States would take the helm 30 days after publication in the Federal
Register.

But that all changed last week when a new administration took
over the presidency. As one of his first actions, President Barack
Obama ordered that all pending regulations be reviewed by incoming
staff, including wolf delisting.

Frank Quimby, an Interior Department spokesman in Washington,
said last week that all federal agencies and departments were
instructed to freeze the current rule-making process, including
wolf delisting in the Midwest, as well as the Rocky Mountains.

“There could be one of three actions,” Quimby said. “It could
continue going forward, it could be modified, or it could not go
forward.”

Quimby said there’s no estimated timeframe for the review, but
that “it could take a while. There will be a formal review of the
rules, and a decision will be forthcoming,” he said.

Officials say such a review by a new presidential administration
isn’t new, nor is it that outgoing administrations attempt to push
through rules before leaving the office.

At the same time the USFWS announced delisting of wolves in the
Midwest, the agency delisted wolves in the northern Rocky
Mountains, except in the state of Wyoming, where wolves “will
continue to be protected by (the Endangered Species Act) due to a
lack of adequate regulatory mechanisms ensuring their protection
under state law,” the release states.

Federal officials provided details of the decision during a
teleconference earlier this month.

They said delisting this time will in essence be the same as the
plan in 2007. State agencies would assume management of the
species, but federal oversight would continue for five years,
during which time the USFWS would monitor wolves to ensure
populations don’t fall below established goals.
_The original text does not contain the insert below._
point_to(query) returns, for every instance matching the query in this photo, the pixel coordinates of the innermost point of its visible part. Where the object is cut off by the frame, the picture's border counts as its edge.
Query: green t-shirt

At the end of the five-year period, “the Service will decide if
relisting, continued monitoring, or ending Service monitoring is
appropriate,” the release states.

Currently, there are an estimated 4,000 wolves in the three
states that make up their primary range in the Midwest – Michigan
(about 520 wolves in the Upper Peninsula), Wisconsin (about 550
wolves), and Minnesota (about 3,000 wolves). The federal “recovery”
goal in Minnesota is between 1,250 and 1,400 wolves; it’s 100
wolves in the states of Wisconsin and Michigan. Each of the three
states has management plans for the species.

The USFWS says it has determined the plans are appropriate for
long-term management of wolves.

According to the USFWS press release: “They address issues such
as protective regulations, control of problem animals, possible
hunting and trapping seasons, and the long-term health of the wolf
population …”

The western Great Lakes “distinct population segment” also
includes several states “in which wolf packs may become established
in the future.” Those states are North Dakota, South Dakota, Iowa,
Illinois, Indiana, and Ohio.

Delisting will enable the states of Michigan and Wisconsin to
deal with problem wolves, and also allow citizens to kill wolves
that threaten life or property.

“Relisting” of wolves occurred in September 2008 following a
ruling by U.S. District Court Judge Paul Friedman, prompted by a
lawsuit brought by the Humane Society of the United States and
other animals rights organizations.

Following the ruling, the USFWS “re-examined its legal
authorization to simultaneously identify and delist a population of
wolves in the western Great Lakes,” the press release states.

Ed Bangs, gray wolf recovery coordinator for the USFWS, said
federal aid would remain in place for states once they assume
management of wolves.

For example, the USDA Wildlife Services officials would be
available to help state officials deal with wolves problems, and
would assist in trapping or killing problematic wolves.

In the early 1970s, the wolf population in the Midwest consisted
of a few hundred wolves in Minnesota.